Switzerland's leading environmental official, Philippe Roch, expressed disappointment after the summit. Keystone / Edi Engeler

Switzerland has signalled its determination to push for a global agreement on climate change, after a United Nations conference in The Hague ended in failure.

After tough negotiations between 185 countries represented in The Hague, the Dutch minister for the environment, Jan Pronk, announced that it had been impossible to hammer out a manifesto on how best to reduce Carbon Dioxide (CO2) emissions globally.

In an interview with the Swiss newspaper, SonntagsZeitung, the head of the Swiss delegation, Philippe Roch, said: “Nature is already in a bad state. Now that we’ve failed to reach a political agreement, the situation is even worse”.

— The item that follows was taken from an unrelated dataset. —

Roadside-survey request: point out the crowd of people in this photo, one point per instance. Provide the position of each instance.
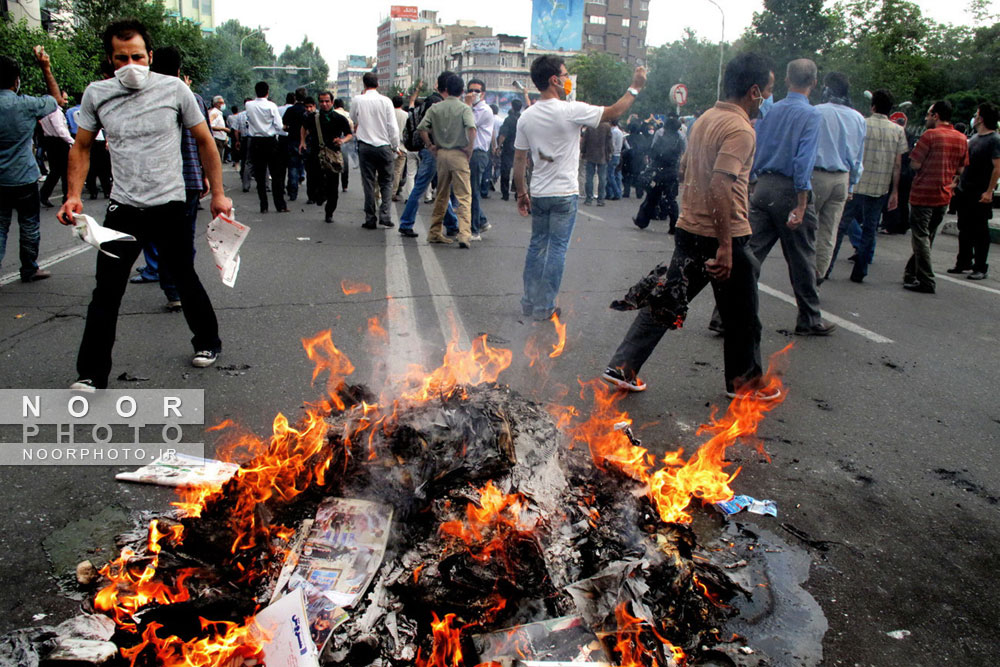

However, Roch also told the paper that on Saturday, the final day of the conference, “all parties seemed to agree that some progress had been made”. He added that the process to reduce CO2 emissions, which had started at the environmental summit of Kyoto in 1997, would continue.

Roch was careful not to point the finger at any particular country for the collapse of the summit in The Hague. “We are all at fault. We all fell short of reaching common ground on bringing about a solution.

“But one does have to say that Switzerland has been behaving in an exemplary fashion. We’ve already taken concrete steps to cut CO2 emissions and would be in a position to ratify the Kyoto Protocol immediately”.

Since May 1, a law has been in force to reduce CO2 emissions in Switzerland by 10 per cent by the year 2010, compared with the level of 1990.

When asked if the Swiss parliament would approve a bill in 2004 to levy a tax on CO2 fuel emissions, Roch said: “I can’t answer this yet. What I can say is that the government, industry and the transport sector have already begun looking for ways to achieve our CO2 targets on a voluntary basis”.